At both organizations, and across every employer where AI generates the majority of initial code, the productive engineer is the one who can direct, evaluate, and correct that output. Testing candidates on the ability to recall algorithm patterns from memory, in isolation, is a mismatch with that working reality that large employers are finding increasingly difficult to defend.

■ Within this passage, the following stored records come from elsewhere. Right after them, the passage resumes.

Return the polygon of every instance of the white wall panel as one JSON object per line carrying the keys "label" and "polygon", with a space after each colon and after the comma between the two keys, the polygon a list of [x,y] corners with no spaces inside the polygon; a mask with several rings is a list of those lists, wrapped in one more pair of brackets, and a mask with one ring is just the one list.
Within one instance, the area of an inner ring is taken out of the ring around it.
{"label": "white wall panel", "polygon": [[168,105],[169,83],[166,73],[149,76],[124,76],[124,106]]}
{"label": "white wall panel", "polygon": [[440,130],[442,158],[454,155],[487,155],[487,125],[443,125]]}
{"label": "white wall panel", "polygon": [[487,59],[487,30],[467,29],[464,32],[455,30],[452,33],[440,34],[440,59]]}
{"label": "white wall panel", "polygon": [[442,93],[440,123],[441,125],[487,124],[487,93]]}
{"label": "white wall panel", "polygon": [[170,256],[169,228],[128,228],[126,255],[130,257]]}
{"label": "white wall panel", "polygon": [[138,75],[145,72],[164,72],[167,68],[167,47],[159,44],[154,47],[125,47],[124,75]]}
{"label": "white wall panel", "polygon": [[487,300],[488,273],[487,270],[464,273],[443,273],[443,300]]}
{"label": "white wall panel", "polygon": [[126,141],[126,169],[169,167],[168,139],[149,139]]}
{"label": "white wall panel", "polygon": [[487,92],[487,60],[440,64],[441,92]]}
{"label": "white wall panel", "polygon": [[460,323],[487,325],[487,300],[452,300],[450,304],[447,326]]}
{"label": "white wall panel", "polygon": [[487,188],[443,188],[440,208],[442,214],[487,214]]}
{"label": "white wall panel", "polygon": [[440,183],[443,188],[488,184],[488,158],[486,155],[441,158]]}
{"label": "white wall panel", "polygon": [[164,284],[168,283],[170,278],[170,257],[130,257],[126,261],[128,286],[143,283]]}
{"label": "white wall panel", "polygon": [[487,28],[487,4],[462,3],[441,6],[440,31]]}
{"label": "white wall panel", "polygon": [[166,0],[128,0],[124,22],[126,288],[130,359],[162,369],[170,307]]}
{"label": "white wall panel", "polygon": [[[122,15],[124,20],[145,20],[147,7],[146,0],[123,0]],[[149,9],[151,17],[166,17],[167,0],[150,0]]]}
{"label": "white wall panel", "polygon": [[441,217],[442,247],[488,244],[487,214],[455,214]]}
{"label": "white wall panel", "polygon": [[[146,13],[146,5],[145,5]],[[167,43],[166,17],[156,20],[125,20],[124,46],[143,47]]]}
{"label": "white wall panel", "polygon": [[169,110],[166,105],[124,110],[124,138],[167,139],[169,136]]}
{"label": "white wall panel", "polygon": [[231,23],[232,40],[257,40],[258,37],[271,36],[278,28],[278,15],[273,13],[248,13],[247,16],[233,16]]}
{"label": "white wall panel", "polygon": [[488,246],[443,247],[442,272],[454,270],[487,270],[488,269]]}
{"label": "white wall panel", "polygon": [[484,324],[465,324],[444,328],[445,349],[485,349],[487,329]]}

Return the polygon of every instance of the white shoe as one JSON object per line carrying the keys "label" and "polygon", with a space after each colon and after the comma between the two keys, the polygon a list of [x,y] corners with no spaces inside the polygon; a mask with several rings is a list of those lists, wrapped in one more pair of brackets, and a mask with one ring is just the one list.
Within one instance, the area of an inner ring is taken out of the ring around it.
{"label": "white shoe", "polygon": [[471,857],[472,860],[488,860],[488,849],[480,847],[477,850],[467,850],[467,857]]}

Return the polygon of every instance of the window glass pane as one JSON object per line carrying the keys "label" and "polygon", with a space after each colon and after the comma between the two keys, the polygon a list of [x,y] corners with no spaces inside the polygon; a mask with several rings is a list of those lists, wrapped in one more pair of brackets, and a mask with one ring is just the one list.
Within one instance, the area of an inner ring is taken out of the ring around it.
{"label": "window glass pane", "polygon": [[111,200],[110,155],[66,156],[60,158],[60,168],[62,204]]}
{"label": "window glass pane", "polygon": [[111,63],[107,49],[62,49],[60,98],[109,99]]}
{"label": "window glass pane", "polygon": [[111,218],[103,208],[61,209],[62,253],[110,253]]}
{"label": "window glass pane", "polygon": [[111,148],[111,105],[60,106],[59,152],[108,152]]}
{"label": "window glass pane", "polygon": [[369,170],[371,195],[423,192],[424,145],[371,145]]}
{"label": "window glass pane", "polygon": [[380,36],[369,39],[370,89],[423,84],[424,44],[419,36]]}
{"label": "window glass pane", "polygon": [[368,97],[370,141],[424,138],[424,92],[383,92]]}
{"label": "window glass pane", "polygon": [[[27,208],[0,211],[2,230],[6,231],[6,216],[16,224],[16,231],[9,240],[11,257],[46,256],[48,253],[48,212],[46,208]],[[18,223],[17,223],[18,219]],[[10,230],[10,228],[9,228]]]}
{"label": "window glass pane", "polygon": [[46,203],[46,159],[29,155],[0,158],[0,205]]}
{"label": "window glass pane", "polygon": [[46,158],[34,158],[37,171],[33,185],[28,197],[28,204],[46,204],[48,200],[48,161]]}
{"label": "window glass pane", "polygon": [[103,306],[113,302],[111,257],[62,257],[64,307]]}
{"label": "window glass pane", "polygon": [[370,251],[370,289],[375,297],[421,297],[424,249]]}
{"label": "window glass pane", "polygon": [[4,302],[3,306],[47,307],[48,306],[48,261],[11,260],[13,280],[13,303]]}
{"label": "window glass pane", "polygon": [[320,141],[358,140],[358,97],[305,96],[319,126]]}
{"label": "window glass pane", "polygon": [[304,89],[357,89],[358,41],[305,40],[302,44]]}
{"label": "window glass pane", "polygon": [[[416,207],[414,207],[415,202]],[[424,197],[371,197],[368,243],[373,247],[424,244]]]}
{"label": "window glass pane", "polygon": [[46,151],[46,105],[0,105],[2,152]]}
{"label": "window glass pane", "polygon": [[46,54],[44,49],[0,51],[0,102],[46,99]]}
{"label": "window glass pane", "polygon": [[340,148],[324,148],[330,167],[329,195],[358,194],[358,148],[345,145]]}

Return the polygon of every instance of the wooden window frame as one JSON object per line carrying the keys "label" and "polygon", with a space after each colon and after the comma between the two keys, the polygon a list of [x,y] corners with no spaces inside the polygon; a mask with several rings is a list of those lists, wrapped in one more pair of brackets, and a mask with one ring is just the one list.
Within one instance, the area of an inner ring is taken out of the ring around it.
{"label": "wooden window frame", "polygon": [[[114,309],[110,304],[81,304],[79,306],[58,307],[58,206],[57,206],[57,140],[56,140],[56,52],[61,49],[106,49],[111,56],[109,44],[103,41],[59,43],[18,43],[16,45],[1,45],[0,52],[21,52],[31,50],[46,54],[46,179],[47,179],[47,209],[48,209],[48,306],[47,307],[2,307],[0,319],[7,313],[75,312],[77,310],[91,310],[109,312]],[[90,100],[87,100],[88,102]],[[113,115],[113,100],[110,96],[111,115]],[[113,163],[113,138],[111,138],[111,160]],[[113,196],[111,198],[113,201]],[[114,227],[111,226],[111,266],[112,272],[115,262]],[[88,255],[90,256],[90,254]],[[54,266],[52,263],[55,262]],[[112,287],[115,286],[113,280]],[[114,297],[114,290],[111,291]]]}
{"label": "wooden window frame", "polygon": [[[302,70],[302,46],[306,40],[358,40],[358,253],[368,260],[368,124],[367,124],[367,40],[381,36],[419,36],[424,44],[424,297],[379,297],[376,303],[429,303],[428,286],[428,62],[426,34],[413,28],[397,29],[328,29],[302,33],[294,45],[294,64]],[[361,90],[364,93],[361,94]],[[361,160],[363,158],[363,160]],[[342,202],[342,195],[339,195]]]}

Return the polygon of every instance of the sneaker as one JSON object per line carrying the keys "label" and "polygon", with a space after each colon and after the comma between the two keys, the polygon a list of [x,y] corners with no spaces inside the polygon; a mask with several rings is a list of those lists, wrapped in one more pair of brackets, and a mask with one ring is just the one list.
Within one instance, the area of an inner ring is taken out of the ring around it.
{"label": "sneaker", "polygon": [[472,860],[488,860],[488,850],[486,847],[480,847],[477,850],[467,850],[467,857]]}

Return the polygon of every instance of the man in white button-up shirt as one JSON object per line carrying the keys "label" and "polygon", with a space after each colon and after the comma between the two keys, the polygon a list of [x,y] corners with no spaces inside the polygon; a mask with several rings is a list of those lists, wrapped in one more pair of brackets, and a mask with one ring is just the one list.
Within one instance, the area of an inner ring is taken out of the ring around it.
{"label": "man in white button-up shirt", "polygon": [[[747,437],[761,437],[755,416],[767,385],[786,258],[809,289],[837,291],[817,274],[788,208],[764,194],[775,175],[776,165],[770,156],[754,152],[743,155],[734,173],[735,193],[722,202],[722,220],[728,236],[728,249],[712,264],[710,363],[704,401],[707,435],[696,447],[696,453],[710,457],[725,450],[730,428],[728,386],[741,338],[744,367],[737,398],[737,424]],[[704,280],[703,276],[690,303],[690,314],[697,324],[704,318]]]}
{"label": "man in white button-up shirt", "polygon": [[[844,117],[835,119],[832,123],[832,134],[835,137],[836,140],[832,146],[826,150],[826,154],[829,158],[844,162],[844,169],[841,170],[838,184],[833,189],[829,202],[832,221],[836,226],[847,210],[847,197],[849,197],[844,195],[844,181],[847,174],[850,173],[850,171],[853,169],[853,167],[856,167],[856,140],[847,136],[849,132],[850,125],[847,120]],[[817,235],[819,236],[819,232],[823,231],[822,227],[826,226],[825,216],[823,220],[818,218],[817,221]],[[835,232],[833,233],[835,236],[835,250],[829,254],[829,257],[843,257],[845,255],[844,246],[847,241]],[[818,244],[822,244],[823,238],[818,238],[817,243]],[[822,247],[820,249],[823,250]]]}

The LeetCode Economy Under Pressure

DS&A — Data Structures and Algorithms — prep culture has built a substantial commercial layer around the gap between what software engineers do on the job and what they are traditionally asked to perform in a hiring interview. LeetCode, the dominant algorithm-practice platform, monetizes that gap through premium subscriptions and company-specific problem sets organized by difficulty and employer. Bootcamps have made DS&A pattern recognition a core curriculum pillar. Books built from research across FAANG interview experiences have sold millions of copies on the premise that there is a finite and learnable pattern set — mastered through repetition — that passes the coding screen.

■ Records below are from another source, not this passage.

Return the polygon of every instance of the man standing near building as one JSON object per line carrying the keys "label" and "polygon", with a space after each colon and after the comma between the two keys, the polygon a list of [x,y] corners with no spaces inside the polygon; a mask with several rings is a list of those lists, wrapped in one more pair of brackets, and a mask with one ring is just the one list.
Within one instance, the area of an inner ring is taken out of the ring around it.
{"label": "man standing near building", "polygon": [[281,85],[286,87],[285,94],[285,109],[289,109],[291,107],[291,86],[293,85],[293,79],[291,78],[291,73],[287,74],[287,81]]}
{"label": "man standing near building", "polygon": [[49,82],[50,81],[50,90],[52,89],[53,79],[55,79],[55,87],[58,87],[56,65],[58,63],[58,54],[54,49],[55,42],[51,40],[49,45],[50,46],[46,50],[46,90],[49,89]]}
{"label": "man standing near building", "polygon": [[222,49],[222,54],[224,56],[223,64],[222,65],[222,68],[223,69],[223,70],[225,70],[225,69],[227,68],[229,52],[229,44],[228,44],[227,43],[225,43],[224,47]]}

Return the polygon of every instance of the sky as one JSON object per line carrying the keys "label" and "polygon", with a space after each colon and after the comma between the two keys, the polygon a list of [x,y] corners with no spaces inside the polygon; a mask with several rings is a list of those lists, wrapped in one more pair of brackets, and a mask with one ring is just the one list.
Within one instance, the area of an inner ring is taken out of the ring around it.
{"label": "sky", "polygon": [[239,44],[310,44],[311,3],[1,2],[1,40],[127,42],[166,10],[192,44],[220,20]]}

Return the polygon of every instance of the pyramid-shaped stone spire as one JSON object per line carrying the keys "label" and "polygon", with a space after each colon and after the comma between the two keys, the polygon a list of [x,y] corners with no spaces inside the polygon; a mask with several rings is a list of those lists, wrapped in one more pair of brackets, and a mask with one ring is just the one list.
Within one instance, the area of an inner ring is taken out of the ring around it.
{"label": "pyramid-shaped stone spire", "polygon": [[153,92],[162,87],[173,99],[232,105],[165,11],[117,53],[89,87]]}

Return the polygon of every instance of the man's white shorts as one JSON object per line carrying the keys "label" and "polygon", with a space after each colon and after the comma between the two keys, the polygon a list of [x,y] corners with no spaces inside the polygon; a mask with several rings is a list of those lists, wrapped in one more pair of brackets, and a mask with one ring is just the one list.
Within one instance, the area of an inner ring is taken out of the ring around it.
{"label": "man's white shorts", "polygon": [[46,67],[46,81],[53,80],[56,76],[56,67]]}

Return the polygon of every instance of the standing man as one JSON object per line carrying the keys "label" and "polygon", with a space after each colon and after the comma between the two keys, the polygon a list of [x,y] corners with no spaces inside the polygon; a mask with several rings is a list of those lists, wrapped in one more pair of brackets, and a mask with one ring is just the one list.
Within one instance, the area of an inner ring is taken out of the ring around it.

A rougher tier exists beneath the legitimate prep market. Products that explicitly market “invisible” AI assistance for live coding sessions, advertising screen-share-proof overlays and hidden process names, have built their pitch entirely on the premise that AI use in interviews is banned. Their selling proposition is circumvention. Google’s format strips that premise away. When an approved AI model is already on the table, the scoring question changes from whether a candidate used AI to how well they used it.

Rote algorithmic pattern memorization loses value in a format where working alongside AI is the expectation, not the violation. DS&A knowledge does not disappear from relevance; algorithms still underlie the debugging and extension work. But grinding through hundreds of classic problems to recognize a dynamic programming pattern under whiteboard pressure is a different preparation than learning to direct, critique, and iterate on AI-generated code in real time, and the latter is now what Google says it will test.

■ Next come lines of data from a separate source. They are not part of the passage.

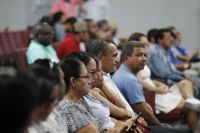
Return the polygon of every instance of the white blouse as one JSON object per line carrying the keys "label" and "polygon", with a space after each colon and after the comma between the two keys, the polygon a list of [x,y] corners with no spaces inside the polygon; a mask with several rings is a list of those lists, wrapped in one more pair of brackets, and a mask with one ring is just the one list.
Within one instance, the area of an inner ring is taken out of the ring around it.
{"label": "white blouse", "polygon": [[84,96],[85,101],[96,117],[101,119],[103,126],[113,128],[115,124],[110,120],[110,110],[103,101],[96,99],[90,93]]}

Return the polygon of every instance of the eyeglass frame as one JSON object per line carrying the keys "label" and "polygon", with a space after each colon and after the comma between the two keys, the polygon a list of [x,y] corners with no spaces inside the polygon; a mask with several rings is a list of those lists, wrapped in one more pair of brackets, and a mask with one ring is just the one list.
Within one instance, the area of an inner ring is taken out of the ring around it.
{"label": "eyeglass frame", "polygon": [[97,71],[96,70],[87,69],[87,72],[90,73],[92,75],[92,77],[97,75]]}
{"label": "eyeglass frame", "polygon": [[84,78],[84,79],[86,79],[87,81],[89,81],[89,79],[90,79],[90,76],[79,76],[79,77],[74,77],[74,78]]}

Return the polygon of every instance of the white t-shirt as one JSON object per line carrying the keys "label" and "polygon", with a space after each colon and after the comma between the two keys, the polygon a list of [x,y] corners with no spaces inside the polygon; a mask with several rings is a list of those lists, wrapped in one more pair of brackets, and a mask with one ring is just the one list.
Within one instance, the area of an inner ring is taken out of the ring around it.
{"label": "white t-shirt", "polygon": [[122,95],[122,93],[119,91],[119,89],[117,88],[117,86],[115,85],[115,83],[110,78],[110,74],[105,74],[103,77],[104,77],[104,82],[108,86],[108,88],[111,89],[113,92],[115,92],[121,98],[121,100],[126,105],[126,109],[129,110],[132,113],[132,115],[134,116],[135,112],[133,111],[133,109],[131,108],[131,106],[129,105],[129,103],[126,101],[126,99],[124,98],[124,96]]}
{"label": "white t-shirt", "polygon": [[110,120],[110,110],[103,101],[96,99],[90,93],[84,96],[85,101],[96,117],[101,119],[103,126],[113,128],[115,124]]}
{"label": "white t-shirt", "polygon": [[42,122],[49,133],[68,133],[67,126],[57,110],[53,110],[47,120]]}

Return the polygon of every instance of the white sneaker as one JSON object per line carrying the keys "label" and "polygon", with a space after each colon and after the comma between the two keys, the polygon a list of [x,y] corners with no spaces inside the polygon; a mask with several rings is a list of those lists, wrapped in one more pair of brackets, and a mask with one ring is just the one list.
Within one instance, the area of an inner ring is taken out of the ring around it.
{"label": "white sneaker", "polygon": [[189,98],[185,100],[185,107],[200,112],[200,101],[196,98]]}

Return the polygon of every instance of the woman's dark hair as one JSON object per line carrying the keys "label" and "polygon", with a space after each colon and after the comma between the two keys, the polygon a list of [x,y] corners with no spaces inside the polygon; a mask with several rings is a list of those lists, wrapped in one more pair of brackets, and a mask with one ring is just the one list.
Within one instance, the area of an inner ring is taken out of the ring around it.
{"label": "woman's dark hair", "polygon": [[65,58],[60,61],[59,66],[64,72],[64,81],[66,84],[66,91],[68,92],[70,87],[70,78],[71,77],[79,77],[81,75],[81,65],[83,63],[75,58]]}
{"label": "woman's dark hair", "polygon": [[155,41],[156,43],[158,43],[158,39],[163,39],[165,36],[164,36],[164,33],[165,32],[170,32],[168,29],[159,29],[156,34],[155,34]]}
{"label": "woman's dark hair", "polygon": [[136,33],[131,34],[128,41],[140,41],[141,37],[146,37],[146,36],[142,33],[136,32]]}
{"label": "woman's dark hair", "polygon": [[58,74],[38,64],[30,65],[27,72],[37,80],[39,92],[38,105],[41,105],[49,99],[54,86],[60,84],[60,77]]}
{"label": "woman's dark hair", "polygon": [[34,61],[33,64],[46,67],[46,69],[48,69],[50,72],[60,75],[58,65],[55,62],[51,61],[50,59],[37,59]]}
{"label": "woman's dark hair", "polygon": [[0,127],[4,133],[26,129],[38,102],[37,83],[29,75],[0,75]]}
{"label": "woman's dark hair", "polygon": [[63,15],[62,12],[57,12],[57,13],[55,13],[55,14],[53,15],[53,23],[58,22],[58,21],[61,19],[62,15]]}
{"label": "woman's dark hair", "polygon": [[86,52],[71,52],[69,55],[65,57],[67,58],[74,58],[77,60],[80,60],[84,63],[85,66],[88,65],[91,59],[93,59],[88,53]]}

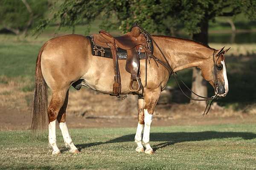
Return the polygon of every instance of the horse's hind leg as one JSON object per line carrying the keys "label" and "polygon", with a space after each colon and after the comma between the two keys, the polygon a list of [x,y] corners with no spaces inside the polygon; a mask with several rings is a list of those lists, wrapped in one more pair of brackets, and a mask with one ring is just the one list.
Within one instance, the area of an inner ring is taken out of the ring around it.
{"label": "horse's hind leg", "polygon": [[63,105],[67,90],[58,89],[52,91],[52,99],[48,108],[49,121],[49,141],[52,148],[52,154],[61,153],[57,146],[56,140],[56,119],[60,110]]}
{"label": "horse's hind leg", "polygon": [[58,114],[57,117],[57,120],[59,123],[60,128],[61,129],[61,133],[62,133],[65,145],[66,147],[70,148],[70,151],[71,152],[73,153],[79,153],[80,152],[78,150],[72,142],[72,139],[70,135],[67,126],[67,124],[65,122],[66,109],[67,108],[68,102],[68,91],[67,92],[67,94],[66,95],[64,104],[58,113]]}
{"label": "horse's hind leg", "polygon": [[142,145],[142,138],[143,129],[144,126],[144,100],[139,96],[138,99],[138,126],[137,127],[137,131],[134,138],[134,142],[137,144],[136,148],[136,152],[144,152],[144,147]]}

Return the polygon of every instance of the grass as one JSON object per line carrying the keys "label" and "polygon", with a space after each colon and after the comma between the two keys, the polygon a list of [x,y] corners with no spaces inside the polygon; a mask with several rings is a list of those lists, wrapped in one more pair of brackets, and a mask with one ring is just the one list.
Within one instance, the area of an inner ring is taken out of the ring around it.
{"label": "grass", "polygon": [[151,128],[156,154],[135,151],[134,128],[72,129],[81,153],[64,147],[50,155],[46,135],[29,131],[0,133],[0,169],[255,169],[256,127],[251,124],[173,126]]}
{"label": "grass", "polygon": [[[78,30],[81,32],[82,31],[79,26],[78,26]],[[52,35],[46,34],[35,39],[31,37],[24,38],[12,35],[0,35],[0,85],[8,84],[9,78],[12,81],[18,78],[19,81],[31,82],[31,83],[27,82],[20,90],[24,92],[31,91],[38,52],[43,44]],[[256,64],[256,44],[212,43],[210,46],[216,49],[224,46],[232,47],[226,55],[230,93],[225,99],[220,100],[218,103],[226,107],[231,105],[239,110],[245,105],[255,103],[255,98],[251,94],[256,93],[256,81],[253,80],[256,76],[255,67],[253,66]],[[191,87],[192,70],[186,69],[179,71],[178,74],[189,87]],[[169,85],[177,88],[172,77]],[[209,85],[209,94],[211,94],[212,89]],[[9,94],[5,93],[2,94]]]}

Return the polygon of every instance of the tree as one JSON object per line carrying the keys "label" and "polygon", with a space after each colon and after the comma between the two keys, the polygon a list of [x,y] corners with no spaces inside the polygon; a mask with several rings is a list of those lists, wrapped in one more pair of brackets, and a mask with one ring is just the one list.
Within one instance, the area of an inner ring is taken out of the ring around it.
{"label": "tree", "polygon": [[1,0],[0,24],[16,35],[26,34],[34,21],[42,18],[48,6],[47,0]]}
{"label": "tree", "polygon": [[[253,0],[66,0],[52,18],[41,21],[37,30],[59,20],[60,27],[90,24],[102,13],[102,27],[127,31],[137,22],[149,32],[169,34],[172,28],[182,24],[185,32],[193,40],[208,44],[210,20],[218,16],[233,16],[244,13],[256,18],[256,1]],[[192,89],[207,96],[206,82],[201,71],[193,70]],[[192,97],[197,96],[192,95]],[[204,105],[204,102],[199,103]]]}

Integrity, Equity, and the Gemini Lock-In

Two concerns sit below the progressive framing of Google’s pilot, and neither is addressed by the company’s public statements alone.

The integrity question is structural. An open-ended AI-assisted format requires guardrails to prevent candidates from receiving guidance beyond the permitted session, from passing proprietary coding problems to outside parties, or from having a third party steer their prompts in real time. Audit logs of model interactions, standardized candidate environments, and proctored sessions are the standard mitigation toolkit. Whether Google’s pilot infrastructure includes all three is not established in any public disclosure from the company.

The model restriction is the sharper concern. Meta gives candidates a selection of AI systems during its AI-enabled round. Google requires only Gemini. A candidate who has built two years of daily fluency with GitHub Copilot or Claude enters Google’s interview at a tool disadvantage, regardless of the quality of their underlying engineering judgment. Familiarity with Gemini’s output tendencies, its calibration on ambiguous prompts, and its code style defaults represents a preparation variable distributed unevenly across the candidate pool. Google’s stated goal is to hire for practical skills; requiring a specific proprietary model adds friction that practical skill alone does not clear. There is also a structural incentive worth naming: requiring just as Canva’s engineering careers page made AI a condition of its interview, Google’s Gemini requirement turns every candidate who practises for the pilot into a Gemini user before they even apply.

If the pilot’s early cohort data connects AI fluency scores to meaningfully stronger six-month on-the-job performance, the industry-standard question resolves fast at Google’s scale, and expect every major tech employer to build similar formats around their own preferred models within a year. If the data is thin, or the format proves easier to game than the rubric anticipates, the whiteboard era does not end with a clean new benchmark; it ends with a prolonged argument over what “engineering skill” means when the tools keep changing.